Predictive Models and Calibration Analysis in Large-Scale Computational Studies
Computational modeling and simulation are used to study many complex phenomena where physical
experiments are not feasible or too expensive. Examples include climate models, nuclear stockpile analysis, design and manufacturing of complex systems, and biological systems. Statistical methods play a crucial role in this area, ranging from the design of computer experiments and analysis of the outputs to developing statistical emulators, calibration analysis and, more generally, uncertainty quantification. This dissertation deals with two aspects of these statistical problems. The first part is concerned with statistical emulators. In most applications of interest, a statistical model is fit to the output from limited number of evaluations of the computational model, and the resulting “emulator" is used to approximate the input-output relationship.
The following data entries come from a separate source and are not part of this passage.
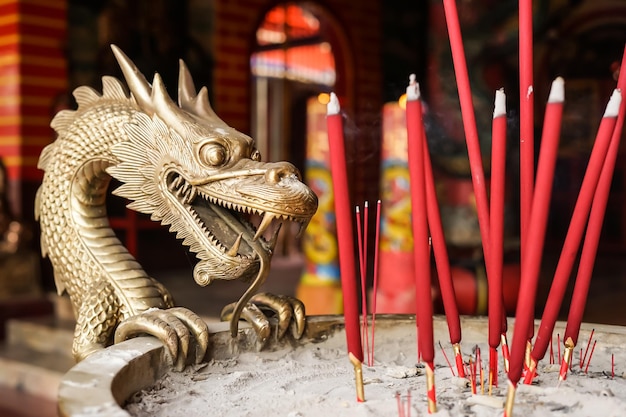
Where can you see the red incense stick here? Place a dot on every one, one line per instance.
(345, 239)
(596, 218)
(527, 145)
(578, 223)
(442, 261)
(592, 237)
(421, 247)
(469, 122)
(498, 180)
(612, 366)
(531, 262)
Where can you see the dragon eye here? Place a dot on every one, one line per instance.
(213, 154)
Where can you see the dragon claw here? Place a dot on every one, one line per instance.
(289, 311)
(173, 327)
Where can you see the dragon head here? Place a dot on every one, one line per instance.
(188, 169)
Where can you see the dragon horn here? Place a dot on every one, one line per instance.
(137, 83)
(189, 101)
(186, 88)
(165, 107)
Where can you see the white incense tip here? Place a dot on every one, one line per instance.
(333, 105)
(557, 92)
(612, 108)
(499, 108)
(413, 90)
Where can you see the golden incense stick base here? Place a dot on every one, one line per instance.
(430, 388)
(510, 399)
(527, 352)
(358, 377)
(567, 358)
(530, 372)
(505, 352)
(458, 357)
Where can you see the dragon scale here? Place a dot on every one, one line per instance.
(81, 238)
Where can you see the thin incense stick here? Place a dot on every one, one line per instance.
(362, 243)
(375, 285)
(446, 358)
(588, 344)
(345, 240)
(527, 141)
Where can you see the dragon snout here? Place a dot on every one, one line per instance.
(280, 170)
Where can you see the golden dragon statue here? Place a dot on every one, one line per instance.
(186, 168)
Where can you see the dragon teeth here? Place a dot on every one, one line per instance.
(235, 248)
(274, 239)
(265, 223)
(303, 226)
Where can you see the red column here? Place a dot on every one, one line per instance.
(33, 76)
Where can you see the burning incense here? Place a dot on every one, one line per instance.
(421, 247)
(442, 261)
(375, 285)
(345, 239)
(590, 355)
(527, 145)
(532, 259)
(596, 217)
(498, 180)
(362, 247)
(578, 223)
(469, 122)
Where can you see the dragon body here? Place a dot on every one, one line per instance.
(187, 169)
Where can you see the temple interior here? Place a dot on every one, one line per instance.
(269, 67)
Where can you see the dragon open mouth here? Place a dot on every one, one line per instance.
(235, 230)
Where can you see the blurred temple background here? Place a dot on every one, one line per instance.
(269, 66)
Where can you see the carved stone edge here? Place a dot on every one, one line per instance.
(98, 385)
(101, 384)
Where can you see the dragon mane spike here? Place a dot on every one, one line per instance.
(162, 102)
(189, 101)
(186, 88)
(203, 107)
(137, 83)
(113, 88)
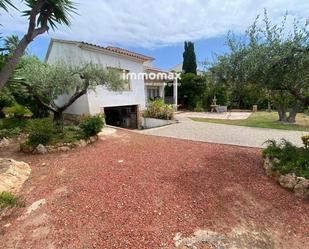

The method of choice is a Gaussian Spatial Process (GaSP), where the output is viewed as the realization of a Gaussian process. While GaSP can be implemented using frequentist methods, it is most commonly used within a Bayesian framework. We compare the performance of GaSP with flexible regression-based approaches. These include existing methods such as multivariate adaptive regression splines (MARS), smoothing-spline anova (SS-ANOVA), multiple adaptive regression tree model (MART), and two methods developed in this dissertation: expanded multivariate adaptive regression splines model (EMARS) and smoothing spline model with a kernel function based on exponential products (SS-Prod). Our empirical comparisons show that EMARS has better predictive performance than GaSP in a variety of situations. The EMARS can be implemented with the current MARS algorithm. Given its computational advantage, it can be applied to computational models with a larger number of input parameters. The second part of thesis focuses on the calibration problem, where we have to determine the true (but unknown) values of certain input parameters to the computational
model. This is a challenging inverse problem that suffers from identifiability issues. We develop conditions for determining identifiability and examine data-based approaches for checking the conditions in practice. The behavior of the methods is examined in various situations.